With the maturation of electronic commerce, the use of e- contracts has been vastly increased globally. The two major users of electronic contract worldwide are US (United States) and EU (European Union). Both of them provide contrasting approaches to the contracts in the sphere of internet. Although the internet is more or less impacted by the US, the EU is making really good influence when it occurs to the regularization of the Internet. There are two wide classes of electronic contracts. First, those contracts that deals with physical commodities or services. Second, those contracts that deals with electronic materials (software, images, e-delivered texts, etc.). In the U.S., there are two uniform state acts designed to bring legal certainty to electronic transactions, these are: the Uniform Computer Information Transaction Act (UCITA) and the Uniform Electronic Transaction Act (UETA). UCITA deals with contracts or transactions in “computer information”. The EU has produced a consistent regulatory framework for electronic commerce.

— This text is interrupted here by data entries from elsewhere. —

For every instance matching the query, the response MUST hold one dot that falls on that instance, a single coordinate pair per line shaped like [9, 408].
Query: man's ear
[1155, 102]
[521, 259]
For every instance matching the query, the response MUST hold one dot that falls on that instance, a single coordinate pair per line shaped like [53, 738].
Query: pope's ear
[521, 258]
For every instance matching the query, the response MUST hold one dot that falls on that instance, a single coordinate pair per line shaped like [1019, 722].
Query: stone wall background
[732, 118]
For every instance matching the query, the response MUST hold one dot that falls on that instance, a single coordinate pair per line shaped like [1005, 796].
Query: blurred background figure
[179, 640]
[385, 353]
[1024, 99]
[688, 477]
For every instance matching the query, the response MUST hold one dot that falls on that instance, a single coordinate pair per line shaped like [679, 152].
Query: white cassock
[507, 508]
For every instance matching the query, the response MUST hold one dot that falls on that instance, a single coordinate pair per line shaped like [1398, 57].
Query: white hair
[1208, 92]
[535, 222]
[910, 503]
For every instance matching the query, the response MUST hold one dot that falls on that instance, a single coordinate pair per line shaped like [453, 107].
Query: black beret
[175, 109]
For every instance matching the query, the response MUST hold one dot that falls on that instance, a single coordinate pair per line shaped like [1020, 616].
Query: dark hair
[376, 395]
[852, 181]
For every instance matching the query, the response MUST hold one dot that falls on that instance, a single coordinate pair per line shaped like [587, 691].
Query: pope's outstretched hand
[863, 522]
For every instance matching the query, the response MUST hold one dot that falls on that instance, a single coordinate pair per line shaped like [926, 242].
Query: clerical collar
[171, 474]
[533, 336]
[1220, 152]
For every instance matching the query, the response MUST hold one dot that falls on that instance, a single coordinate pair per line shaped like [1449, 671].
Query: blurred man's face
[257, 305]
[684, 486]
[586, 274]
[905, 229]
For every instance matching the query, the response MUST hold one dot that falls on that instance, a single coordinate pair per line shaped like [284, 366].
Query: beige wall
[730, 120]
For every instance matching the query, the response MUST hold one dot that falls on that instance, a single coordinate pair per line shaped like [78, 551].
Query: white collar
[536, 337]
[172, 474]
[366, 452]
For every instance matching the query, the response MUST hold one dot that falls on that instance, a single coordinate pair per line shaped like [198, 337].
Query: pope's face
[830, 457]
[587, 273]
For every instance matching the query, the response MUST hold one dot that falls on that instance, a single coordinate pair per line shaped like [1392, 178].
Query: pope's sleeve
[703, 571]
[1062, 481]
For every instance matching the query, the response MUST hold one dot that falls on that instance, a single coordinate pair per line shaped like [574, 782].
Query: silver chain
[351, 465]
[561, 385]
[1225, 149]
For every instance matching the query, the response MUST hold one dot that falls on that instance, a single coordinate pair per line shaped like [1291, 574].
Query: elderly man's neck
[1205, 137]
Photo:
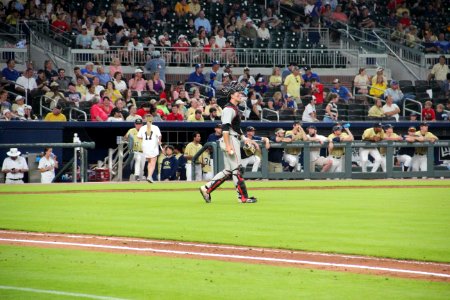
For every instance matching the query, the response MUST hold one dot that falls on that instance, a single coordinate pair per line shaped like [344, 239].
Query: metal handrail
[270, 111]
[411, 110]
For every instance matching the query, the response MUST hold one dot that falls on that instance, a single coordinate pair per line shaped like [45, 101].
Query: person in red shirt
[175, 115]
[428, 113]
[317, 91]
[60, 24]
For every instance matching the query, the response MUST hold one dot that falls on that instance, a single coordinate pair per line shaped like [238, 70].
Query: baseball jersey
[383, 149]
[423, 150]
[337, 151]
[191, 149]
[150, 142]
[299, 136]
[370, 133]
[137, 143]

This framework includes the following Directives: E-Commerce Directive, Unfair Contract Terms Directive, ESignature Directive, Directives on Consumer Credit, Travel Packages Directive etc. The foundation behind legislations of the EU and the U.S. for electronic contracts is that the both legality of electronic contracts by making them legal validity. Nevertheless, the U.S. laws are more extensive in range. UETA covers all cases of contracts, not just electronic contracts, and UCITA cover all characters of computer information contracts. In contrast, the EU directives typically deal only with consumer contracts by exempting B2B transactions
E-contracts can be considered as basis of the e-business or e-commerce and as the technology evolves the need for protection of e-contract is also increasing. The econtracts have its own advantages and disadvantages. Though it reduces costs, time, resources and improve services through automation but on the other hand it raises queries with respect to the legal mechanism which governs the e-contracts. The world as we probably aware it, is evolving. Implementing them in the conventional sense is difficult and there is an inescapable requirement for a devoted lawful instrument to uphold e-contracts. Most created nations have understood this and have sanctioned particular laws to implement e-contracts. India too needs to understand this and step in the same bearing. All things considered, advancement is an inside and out procedure which intends to concentrate on enhancing every one of the parameters of the general public that we live in and concentrating on viable implementation of e-contracts ought to be no special case.
Luv Tanwani is a Law Graduate from Pune University and a Qualified Company Secretary. He is employed with Mondelez India Foods Private Limited (Formerly Cadbury India Ltd.) as a Legal Manager.